Tuesday, April 1, 2014

Unglued

My best friend Meggan gave me a book called Unglued by Lysa TerKeurst probably 3 years ago. I am not certain of the time frame, but that is my guess. Honestly, I am not sure why I never read the book. Maybe I was little offended that she thought I needed the book? I started reading it at some point because I had a spot marked where I left off, but hadn't gotten very far. Blah, blah, blah. Haha. The point is that I am finally reading it.

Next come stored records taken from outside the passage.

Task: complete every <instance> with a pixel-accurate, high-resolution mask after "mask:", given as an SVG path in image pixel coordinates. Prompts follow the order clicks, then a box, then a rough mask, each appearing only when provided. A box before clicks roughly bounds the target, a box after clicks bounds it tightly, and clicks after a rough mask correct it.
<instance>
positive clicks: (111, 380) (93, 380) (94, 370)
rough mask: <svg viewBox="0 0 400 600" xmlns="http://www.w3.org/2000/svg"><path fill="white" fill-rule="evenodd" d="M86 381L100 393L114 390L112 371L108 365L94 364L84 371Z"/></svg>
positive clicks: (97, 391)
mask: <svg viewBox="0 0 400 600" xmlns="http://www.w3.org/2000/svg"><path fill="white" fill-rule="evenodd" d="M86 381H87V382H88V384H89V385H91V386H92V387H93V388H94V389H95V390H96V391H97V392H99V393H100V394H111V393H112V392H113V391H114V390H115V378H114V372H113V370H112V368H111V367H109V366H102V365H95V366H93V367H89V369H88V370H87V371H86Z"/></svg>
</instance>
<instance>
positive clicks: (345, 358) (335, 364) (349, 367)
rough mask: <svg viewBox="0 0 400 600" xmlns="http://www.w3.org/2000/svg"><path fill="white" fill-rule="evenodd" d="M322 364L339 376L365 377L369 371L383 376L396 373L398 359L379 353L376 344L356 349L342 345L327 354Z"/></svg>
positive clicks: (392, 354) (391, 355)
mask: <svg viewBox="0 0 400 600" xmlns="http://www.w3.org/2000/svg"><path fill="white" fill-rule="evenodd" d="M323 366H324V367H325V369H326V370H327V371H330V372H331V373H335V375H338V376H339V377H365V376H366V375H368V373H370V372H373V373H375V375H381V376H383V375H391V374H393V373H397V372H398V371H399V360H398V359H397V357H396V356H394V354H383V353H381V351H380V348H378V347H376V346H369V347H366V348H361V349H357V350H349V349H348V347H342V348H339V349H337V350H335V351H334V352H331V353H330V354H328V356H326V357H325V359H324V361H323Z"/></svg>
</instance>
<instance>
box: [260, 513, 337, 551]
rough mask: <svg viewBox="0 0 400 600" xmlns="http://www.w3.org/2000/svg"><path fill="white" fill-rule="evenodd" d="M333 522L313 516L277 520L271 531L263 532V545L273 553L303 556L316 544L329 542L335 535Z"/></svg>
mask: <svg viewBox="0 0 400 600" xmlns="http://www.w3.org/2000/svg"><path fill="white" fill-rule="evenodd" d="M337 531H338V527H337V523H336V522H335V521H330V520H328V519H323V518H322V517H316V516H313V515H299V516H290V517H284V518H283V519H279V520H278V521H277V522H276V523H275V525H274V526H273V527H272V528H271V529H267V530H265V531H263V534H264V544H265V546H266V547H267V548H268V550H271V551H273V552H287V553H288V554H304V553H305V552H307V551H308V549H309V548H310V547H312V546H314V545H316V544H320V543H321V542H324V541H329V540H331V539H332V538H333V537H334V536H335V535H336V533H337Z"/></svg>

So far, it has been super interesting. I am learning so much about myself and the way that I respond to others in situations. She has you take this little quiz to determine what kind of reaction type you are and with who. The who makes a difference in how you respond. So for me, when it comes to Adam, most family, and probably friends, I tend to internally process and internally suppress which makes me a stuffer that builds barriers. However, with my girls, I am the exact opposite. I externally process and externally express which makes me an exploder that blames others. With Adam, I tend to keep my frustrations to myself and with my girls I tend to get so frustrated that I explode. I yell. And I hate both reactions.

This book was/is definitely something I needed. (Good call, Meggan.)

One thing that I love about it so far is her thought of "imperfect progress" because when you are trying to change something about yourself it is difficult to see that you actually are changing. It's such a slow a grueling process and it is not perfect in any way. But at least it is progress.

Take her assessment online. It's not the same as the one in the book, but it gave me the same result.

What kind of reaction type are you and who do you react that way to?

Want to make imperfect progress? Read the book.